O PT é um partido como os outros, com a diferença de que nenhum deles declarava-se monopolista da ética! Por isso, deve ser mais cobrado do que os demais. Quem bradava pela abertura de CPIs agora fecha-se em copas, em ouros, espadas e paus - e abre-se em recursos públicos - para abafá-las; quem fazia do FMI eterno bode expiatório, a ele recorreu em momento de necessidade; quem proclamava aos quatro - talvez, até, cinco ou seis - ventos que iria executar uma política econômica ''alternativa'', limitou-se a seguir - endurecendo-a inclusive-, a que foi posta em prática por Pedro Malan e Armínio Fraga; quem prometeu gerar ''dez milhões de empregos'' limitou-se a empregar, na administração direta, no legislativo e nos dinossauros estatais, milhares e milhares de ''companheiros'', incluindo, logicamente, nesse tsunami avassalador sobre os bolsos do contribuinte, os candidatos petistas abatidos pelo voto em 2002 e em 2004; quem jurou que iria reduzir a carga tributária, só fez aumentá-la; quem comprometeu-se a fazer reformas profundas na previdência, na estrutura de impostos e na legislação trabalhista dá agora de ombros, como se os 52 milhões de votos dados ao presidente-viajante nada representassem e como se promessas fossem apenas para atender ao velho dito de La Rochefoulcaud de que ''prometemos segundo nossas esperanças [eleitoreiras]e cumprimos segundo as nossas fraquezas''.

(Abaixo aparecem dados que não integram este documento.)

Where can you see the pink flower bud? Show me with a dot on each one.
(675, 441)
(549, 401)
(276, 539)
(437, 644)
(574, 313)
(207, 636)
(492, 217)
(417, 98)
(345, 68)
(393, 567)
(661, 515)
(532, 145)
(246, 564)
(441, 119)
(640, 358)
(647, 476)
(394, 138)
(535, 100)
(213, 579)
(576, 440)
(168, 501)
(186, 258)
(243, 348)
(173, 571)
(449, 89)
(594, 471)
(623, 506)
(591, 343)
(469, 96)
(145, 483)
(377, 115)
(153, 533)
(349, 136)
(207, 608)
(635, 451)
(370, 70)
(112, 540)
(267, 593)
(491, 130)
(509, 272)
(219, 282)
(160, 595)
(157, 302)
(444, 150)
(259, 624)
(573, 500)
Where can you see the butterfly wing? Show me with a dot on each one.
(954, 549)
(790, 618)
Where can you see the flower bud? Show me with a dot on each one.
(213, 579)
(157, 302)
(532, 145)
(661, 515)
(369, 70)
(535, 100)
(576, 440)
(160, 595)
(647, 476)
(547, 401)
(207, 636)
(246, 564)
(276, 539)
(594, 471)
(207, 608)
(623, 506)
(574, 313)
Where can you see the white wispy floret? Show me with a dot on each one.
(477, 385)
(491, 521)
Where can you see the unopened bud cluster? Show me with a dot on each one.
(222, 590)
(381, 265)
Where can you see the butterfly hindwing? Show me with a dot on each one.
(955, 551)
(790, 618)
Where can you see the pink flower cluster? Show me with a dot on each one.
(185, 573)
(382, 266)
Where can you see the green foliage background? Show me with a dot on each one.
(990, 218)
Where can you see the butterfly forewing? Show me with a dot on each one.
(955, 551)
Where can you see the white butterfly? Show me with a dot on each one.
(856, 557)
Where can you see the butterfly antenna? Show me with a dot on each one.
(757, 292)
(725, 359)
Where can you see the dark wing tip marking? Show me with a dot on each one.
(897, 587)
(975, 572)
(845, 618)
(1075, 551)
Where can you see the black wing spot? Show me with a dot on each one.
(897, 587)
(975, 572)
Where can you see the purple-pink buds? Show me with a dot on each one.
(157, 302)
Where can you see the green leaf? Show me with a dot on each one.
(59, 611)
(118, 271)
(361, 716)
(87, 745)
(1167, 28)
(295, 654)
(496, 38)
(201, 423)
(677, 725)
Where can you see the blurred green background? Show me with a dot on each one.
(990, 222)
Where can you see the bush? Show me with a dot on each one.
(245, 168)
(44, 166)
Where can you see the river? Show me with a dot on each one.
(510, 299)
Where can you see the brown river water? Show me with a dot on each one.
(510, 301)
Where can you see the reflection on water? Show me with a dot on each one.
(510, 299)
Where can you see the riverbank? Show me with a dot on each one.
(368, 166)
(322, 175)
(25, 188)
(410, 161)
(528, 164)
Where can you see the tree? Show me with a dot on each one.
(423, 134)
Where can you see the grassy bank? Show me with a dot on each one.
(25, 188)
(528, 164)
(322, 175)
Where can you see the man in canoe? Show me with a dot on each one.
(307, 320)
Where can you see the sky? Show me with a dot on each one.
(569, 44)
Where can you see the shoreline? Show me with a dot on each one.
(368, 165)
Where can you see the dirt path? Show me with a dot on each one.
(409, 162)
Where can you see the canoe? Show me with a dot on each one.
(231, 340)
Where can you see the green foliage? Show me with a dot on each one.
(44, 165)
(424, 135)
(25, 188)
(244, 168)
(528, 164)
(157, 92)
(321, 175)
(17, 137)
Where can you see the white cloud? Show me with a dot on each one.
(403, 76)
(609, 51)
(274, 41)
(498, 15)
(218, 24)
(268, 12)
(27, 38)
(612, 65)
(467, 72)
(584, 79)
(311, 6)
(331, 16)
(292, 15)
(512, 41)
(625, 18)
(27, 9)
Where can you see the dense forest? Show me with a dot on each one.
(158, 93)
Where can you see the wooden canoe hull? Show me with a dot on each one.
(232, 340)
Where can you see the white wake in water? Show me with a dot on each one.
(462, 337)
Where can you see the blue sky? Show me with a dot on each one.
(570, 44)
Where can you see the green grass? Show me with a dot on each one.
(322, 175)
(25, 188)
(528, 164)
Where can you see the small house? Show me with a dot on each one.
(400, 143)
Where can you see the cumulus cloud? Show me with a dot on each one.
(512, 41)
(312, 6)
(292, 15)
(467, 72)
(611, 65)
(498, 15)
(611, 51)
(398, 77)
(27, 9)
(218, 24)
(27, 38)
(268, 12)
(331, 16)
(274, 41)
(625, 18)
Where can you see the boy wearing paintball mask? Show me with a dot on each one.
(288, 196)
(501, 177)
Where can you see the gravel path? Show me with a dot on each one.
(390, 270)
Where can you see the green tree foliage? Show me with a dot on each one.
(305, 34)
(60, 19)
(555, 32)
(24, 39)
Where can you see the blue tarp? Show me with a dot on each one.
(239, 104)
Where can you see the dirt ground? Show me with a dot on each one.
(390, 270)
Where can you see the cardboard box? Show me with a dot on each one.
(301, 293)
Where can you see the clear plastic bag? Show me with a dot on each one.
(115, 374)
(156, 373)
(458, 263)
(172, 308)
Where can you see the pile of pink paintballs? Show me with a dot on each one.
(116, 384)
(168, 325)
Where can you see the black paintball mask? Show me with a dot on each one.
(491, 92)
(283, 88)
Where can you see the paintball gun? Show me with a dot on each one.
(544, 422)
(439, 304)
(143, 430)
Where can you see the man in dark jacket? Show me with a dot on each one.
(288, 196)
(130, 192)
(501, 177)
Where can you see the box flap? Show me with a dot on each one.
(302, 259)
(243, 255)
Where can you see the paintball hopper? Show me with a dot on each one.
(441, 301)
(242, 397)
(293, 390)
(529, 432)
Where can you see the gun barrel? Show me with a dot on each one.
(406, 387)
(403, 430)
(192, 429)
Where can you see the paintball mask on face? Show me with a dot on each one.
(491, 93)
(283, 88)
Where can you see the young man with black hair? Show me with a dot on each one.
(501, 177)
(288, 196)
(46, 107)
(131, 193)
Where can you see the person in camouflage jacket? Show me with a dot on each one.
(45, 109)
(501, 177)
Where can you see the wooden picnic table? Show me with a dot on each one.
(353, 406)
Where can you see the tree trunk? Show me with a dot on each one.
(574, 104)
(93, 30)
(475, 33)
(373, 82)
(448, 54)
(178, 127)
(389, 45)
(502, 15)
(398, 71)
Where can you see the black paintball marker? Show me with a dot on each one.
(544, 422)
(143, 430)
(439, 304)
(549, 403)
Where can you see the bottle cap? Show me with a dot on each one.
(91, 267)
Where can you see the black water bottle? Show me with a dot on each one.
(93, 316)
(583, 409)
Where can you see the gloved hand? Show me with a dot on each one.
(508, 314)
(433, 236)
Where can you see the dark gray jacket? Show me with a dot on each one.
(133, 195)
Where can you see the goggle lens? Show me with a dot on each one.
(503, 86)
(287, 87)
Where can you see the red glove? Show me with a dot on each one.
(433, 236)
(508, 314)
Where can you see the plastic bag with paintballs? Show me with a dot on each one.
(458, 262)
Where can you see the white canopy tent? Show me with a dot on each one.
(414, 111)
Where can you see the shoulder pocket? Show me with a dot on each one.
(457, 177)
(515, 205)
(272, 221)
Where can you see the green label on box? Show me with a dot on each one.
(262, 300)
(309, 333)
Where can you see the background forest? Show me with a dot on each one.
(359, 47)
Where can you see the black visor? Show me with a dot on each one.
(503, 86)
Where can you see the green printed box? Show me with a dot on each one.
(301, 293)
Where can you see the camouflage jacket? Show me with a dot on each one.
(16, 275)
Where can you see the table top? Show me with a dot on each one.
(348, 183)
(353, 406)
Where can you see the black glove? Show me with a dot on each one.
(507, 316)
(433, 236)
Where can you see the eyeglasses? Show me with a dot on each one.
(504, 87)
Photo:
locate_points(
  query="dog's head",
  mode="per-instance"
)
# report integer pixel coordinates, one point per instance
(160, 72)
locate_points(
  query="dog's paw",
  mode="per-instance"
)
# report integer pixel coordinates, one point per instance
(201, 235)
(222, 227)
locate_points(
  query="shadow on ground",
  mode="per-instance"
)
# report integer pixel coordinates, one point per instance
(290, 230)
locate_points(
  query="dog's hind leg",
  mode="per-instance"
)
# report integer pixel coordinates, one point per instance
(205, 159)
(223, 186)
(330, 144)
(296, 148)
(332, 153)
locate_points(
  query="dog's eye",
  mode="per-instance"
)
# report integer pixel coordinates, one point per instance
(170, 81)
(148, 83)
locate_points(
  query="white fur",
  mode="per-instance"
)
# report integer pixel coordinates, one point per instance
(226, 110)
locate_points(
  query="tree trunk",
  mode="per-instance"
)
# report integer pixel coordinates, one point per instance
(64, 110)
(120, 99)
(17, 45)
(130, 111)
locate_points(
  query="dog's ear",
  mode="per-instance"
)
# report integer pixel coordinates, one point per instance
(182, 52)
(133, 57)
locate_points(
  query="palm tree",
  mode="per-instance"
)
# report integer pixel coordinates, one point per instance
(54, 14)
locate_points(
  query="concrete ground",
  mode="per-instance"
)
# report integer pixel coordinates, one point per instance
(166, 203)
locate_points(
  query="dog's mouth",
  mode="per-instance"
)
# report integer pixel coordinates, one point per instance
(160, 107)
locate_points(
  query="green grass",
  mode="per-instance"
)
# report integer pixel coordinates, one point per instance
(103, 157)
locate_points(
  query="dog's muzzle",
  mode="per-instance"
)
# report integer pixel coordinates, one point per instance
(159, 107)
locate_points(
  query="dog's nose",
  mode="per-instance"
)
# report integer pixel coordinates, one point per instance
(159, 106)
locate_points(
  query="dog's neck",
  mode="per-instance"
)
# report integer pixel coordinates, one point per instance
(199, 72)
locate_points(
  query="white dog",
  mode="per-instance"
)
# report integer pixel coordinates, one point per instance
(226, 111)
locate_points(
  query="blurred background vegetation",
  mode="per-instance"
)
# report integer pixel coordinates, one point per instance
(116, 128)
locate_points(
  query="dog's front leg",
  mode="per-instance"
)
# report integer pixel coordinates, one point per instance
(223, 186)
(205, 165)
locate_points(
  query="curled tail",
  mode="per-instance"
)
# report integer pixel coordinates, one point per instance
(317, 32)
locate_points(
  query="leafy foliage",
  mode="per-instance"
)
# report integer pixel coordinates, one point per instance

Enfim, uma grande ópera bufa, que transformou a apregoada presunção em malfadada decepção. Vozes influentes do partido alegam que as reformas não são realizadas porque o governo não dispõe de maioria estável no Congresso Nacional, argumento, facilmente refutável com uma pergunta: ''será que vocês não sabiam disso antes, quando estavam na oposição e barravam as mesmas reformas que hoje defendem''? Ou com outra: ''vocês desconhecem que os governos anteriores também não contavam com maioria estável''? Podemos extrair duas lições desse evidente fracasso: a primeira é que nada mudou no quartel de Abrantes e a outra é que tampouco vai se alterar enquanto não implantarmos no Brasil uma reforma política de fôlego, com a instituição de partidos programáticos e não partirmos em direção a um federalismo autêntico.